Gov. Andrew Cuomo signed legislation into law Tuesday that will require the state’s nearly 700 districts to conduct the testing, and he separately ordered the state Health Department to require districts to test the water by Oct. 31.
For elementary schools, the deadline is by the end of September.
The regulations will require schools to report the results to the public, to the state and to local governments, he said.
“These rigorous new protections for New York’s children include the toughest lead contamination testing standards in the nation and provide clear guidance to schools on when and how they should test their water,” Cuomo said in a statement.
The state Legislature passed the bill in June amid growing concerns about lead in water, particularly in schools, because of the impact the chemical can have on childhood development. Hundreds of schools and day cares in the nation failed lead tests between 2012 and 2015, a USA TODAY Network investigation earlier this year found.
Schools across New York have tested positive for high lead levels, including in the lower Hudson Valley.
The legislation was sponsored by state Sen. Thomas O’Mara and Assemblywoman Donna Lupardo, after high levels of lead were found in some local schools.
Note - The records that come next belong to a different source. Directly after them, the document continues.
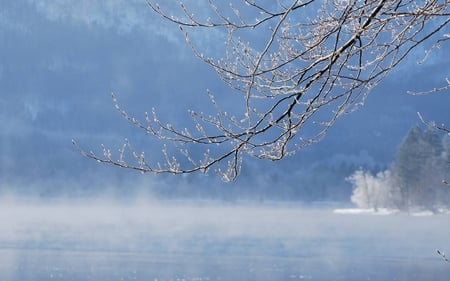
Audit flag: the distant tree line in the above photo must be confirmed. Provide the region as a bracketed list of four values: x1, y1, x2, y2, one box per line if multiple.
[347, 127, 450, 211]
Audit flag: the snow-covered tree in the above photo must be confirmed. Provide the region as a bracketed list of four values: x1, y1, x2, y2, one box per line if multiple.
[77, 0, 450, 181]
[347, 170, 400, 210]
[391, 127, 446, 209]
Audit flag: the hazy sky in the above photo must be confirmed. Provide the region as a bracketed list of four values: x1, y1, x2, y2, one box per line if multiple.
[0, 0, 450, 199]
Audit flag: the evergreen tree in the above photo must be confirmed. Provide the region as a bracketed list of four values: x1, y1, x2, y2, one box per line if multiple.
[392, 127, 444, 209]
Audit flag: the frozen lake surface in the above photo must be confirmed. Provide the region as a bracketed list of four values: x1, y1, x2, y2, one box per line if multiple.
[0, 198, 450, 281]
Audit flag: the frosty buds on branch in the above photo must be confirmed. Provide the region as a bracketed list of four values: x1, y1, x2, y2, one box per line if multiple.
[75, 0, 450, 181]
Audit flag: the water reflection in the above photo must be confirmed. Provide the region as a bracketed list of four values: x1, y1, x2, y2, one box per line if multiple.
[0, 198, 450, 281]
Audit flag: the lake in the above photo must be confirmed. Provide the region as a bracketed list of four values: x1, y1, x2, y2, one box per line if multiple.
[0, 200, 450, 281]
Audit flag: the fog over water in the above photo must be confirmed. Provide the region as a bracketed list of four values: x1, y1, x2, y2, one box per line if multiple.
[0, 197, 450, 281]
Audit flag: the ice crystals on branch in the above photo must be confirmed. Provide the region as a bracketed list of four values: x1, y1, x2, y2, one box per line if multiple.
[78, 0, 450, 181]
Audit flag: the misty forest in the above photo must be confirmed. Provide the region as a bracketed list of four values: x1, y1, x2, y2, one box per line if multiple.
[0, 0, 450, 281]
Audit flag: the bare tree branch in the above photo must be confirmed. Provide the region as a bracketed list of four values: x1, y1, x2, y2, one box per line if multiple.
[77, 0, 450, 181]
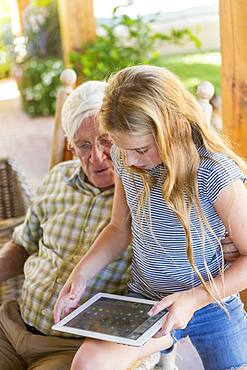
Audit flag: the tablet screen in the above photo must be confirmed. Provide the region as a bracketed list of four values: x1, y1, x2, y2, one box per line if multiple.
[65, 297, 166, 340]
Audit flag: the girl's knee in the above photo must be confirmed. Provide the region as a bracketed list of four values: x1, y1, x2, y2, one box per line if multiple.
[71, 339, 111, 370]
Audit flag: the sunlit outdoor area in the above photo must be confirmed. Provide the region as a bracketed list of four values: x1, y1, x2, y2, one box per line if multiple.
[0, 0, 247, 370]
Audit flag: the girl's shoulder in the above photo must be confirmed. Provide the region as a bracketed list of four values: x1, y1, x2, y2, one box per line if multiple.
[198, 147, 246, 202]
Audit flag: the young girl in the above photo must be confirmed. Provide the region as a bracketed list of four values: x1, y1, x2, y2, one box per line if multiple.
[55, 66, 247, 370]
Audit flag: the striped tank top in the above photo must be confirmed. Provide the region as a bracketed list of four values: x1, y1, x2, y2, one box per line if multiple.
[112, 146, 246, 299]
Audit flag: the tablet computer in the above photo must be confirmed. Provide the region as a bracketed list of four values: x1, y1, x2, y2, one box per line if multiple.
[52, 293, 167, 346]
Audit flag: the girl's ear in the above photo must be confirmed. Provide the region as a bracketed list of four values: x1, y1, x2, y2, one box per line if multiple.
[69, 146, 76, 157]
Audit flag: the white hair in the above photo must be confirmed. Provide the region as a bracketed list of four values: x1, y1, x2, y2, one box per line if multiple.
[62, 81, 106, 144]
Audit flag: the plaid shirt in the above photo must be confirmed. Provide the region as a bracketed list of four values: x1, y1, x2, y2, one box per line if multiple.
[13, 161, 131, 337]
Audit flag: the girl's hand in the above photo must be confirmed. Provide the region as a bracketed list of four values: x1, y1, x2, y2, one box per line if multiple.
[149, 290, 200, 336]
[54, 272, 86, 323]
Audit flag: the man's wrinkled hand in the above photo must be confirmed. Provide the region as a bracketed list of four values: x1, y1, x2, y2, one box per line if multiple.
[221, 236, 240, 262]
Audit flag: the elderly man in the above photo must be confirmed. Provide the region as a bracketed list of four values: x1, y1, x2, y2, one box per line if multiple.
[0, 81, 137, 370]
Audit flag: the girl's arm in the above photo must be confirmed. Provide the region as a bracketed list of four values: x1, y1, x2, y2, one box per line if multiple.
[54, 176, 131, 322]
[194, 180, 247, 307]
[150, 180, 247, 334]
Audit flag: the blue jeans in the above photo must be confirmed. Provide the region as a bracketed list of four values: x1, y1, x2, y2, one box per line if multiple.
[128, 295, 247, 370]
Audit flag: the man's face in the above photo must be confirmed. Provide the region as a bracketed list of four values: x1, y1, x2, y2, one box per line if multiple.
[73, 116, 114, 189]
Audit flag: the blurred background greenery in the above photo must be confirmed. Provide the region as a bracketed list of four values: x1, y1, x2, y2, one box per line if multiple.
[0, 0, 221, 116]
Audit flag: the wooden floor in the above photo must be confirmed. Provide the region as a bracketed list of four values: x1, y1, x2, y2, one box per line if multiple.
[0, 81, 203, 370]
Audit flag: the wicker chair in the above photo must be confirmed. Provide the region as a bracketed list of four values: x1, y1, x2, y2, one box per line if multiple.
[0, 158, 31, 303]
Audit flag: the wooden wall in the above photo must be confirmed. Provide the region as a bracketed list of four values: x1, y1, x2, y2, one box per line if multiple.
[220, 0, 247, 309]
[58, 0, 96, 67]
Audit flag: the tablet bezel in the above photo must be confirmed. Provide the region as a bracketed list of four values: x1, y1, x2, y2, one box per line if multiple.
[52, 293, 166, 346]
The state will pick up most of the tab for the testing and remediation through existing school-aid formulas.
“All of the stakeholders came together to ensure that no child will have unsafe levels of lead in their school drinking water and that school districts will not face an undue financial burden,” Lupardo, D-Endwell, Broome County, said in a statement.
New York, like all states, lacked a standard policy for testing lead in school water.
Schools with wells have been mandated to test drinking water, but not those on municipal systems.